W miniony poniedziałek do sieci informacyjnej dotarła straszna wiadomość o odnalezieniu ciała żołnierza, który zginął tragicznie poprzez utonięcie na Morzu Bałtyckim. Mężczyzna zanurzył się w falach, korzystając ze swojego czasu wolnego od obowiązków służbowych, kiedy to doszło do incydentu.
Miejsce tragedii to poligon Wicko Morskie, położony niedaleko miasteczka Ustka.

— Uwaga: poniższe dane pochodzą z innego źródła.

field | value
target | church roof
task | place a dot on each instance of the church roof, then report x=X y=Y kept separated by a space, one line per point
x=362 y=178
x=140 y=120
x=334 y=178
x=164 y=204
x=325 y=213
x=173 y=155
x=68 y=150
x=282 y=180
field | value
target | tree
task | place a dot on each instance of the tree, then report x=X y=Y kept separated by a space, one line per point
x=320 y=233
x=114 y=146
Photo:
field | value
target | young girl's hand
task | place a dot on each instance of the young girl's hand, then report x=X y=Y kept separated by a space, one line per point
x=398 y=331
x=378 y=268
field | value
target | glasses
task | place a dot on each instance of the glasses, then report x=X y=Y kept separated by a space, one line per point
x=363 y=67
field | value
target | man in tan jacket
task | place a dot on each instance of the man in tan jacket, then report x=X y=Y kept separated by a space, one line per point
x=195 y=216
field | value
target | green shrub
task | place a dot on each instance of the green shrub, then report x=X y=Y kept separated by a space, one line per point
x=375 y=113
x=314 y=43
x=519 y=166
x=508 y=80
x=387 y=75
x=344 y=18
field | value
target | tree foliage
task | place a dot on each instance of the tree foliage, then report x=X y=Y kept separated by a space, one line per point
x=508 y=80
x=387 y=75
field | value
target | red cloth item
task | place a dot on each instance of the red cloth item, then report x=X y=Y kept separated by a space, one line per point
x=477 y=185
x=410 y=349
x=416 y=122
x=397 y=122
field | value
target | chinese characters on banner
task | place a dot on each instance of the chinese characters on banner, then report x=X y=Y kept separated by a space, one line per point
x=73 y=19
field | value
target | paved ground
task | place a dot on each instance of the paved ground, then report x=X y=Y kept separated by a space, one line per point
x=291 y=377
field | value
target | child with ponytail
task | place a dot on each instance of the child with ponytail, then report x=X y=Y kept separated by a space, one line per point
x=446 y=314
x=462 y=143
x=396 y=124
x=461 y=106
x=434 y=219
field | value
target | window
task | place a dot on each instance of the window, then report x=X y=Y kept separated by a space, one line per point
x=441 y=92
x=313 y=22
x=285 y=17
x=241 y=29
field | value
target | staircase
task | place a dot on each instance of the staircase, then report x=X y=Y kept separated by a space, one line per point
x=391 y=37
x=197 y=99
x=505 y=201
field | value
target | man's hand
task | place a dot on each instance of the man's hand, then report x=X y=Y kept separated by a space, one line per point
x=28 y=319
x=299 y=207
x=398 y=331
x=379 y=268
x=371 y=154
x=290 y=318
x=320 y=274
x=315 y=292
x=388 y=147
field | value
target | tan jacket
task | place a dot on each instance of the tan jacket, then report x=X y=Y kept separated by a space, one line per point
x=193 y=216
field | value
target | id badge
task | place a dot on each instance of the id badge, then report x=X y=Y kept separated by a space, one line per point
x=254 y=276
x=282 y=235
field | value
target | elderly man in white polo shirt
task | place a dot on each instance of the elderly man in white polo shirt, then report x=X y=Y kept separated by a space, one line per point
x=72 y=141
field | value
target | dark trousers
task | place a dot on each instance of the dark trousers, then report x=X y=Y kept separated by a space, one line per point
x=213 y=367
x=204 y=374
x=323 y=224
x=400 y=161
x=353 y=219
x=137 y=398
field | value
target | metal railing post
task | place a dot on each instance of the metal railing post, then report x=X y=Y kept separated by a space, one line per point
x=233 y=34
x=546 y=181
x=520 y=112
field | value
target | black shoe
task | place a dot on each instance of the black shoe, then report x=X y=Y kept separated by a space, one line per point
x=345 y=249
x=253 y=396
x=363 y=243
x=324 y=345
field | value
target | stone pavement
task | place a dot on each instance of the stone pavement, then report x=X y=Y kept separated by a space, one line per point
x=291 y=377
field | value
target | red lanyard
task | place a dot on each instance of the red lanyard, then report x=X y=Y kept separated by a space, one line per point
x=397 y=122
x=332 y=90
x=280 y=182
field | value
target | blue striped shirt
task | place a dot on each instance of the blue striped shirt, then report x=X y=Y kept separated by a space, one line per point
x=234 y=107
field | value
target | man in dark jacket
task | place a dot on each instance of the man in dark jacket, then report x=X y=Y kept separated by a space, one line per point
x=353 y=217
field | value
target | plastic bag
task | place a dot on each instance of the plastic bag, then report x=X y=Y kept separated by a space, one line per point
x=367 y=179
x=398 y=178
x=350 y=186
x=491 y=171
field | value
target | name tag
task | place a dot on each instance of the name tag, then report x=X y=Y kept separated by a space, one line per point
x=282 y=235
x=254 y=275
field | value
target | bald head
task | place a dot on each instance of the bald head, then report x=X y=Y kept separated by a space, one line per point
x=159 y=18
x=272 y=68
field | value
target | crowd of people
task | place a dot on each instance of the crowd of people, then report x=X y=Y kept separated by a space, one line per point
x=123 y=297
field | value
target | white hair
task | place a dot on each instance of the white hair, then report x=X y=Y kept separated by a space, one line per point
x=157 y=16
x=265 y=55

Nieszczęsny żołnierz był w wieku 27 lat, będąc jednym z młodszych w swojej jednostce.
Po zaistniałym nieszczęściu, intensywne poszukiwania zaginionego żołnierza rozpoczęła Morska Służba Poszukiwania i Ratownictwa we współpracy z Marynarką Wojenną. Niestety, wszystko wskazuje na to, że pomoc okazała się zbyt późna. To właśnie 18. Dywizja Zmechanizowana była pierwszą, która przekazała informację o odnalezieniu ciała 27-letniego mężczyzny.
Nieżyjący żołnierz służył w batalionie rozpoznawczym, gdzie był cenionym i szanowanym członkiem zespołu. Jego tragiczna śmierć pozostawiła wielki ślad w sercach wszystkich, którzy mieli okazję go znać.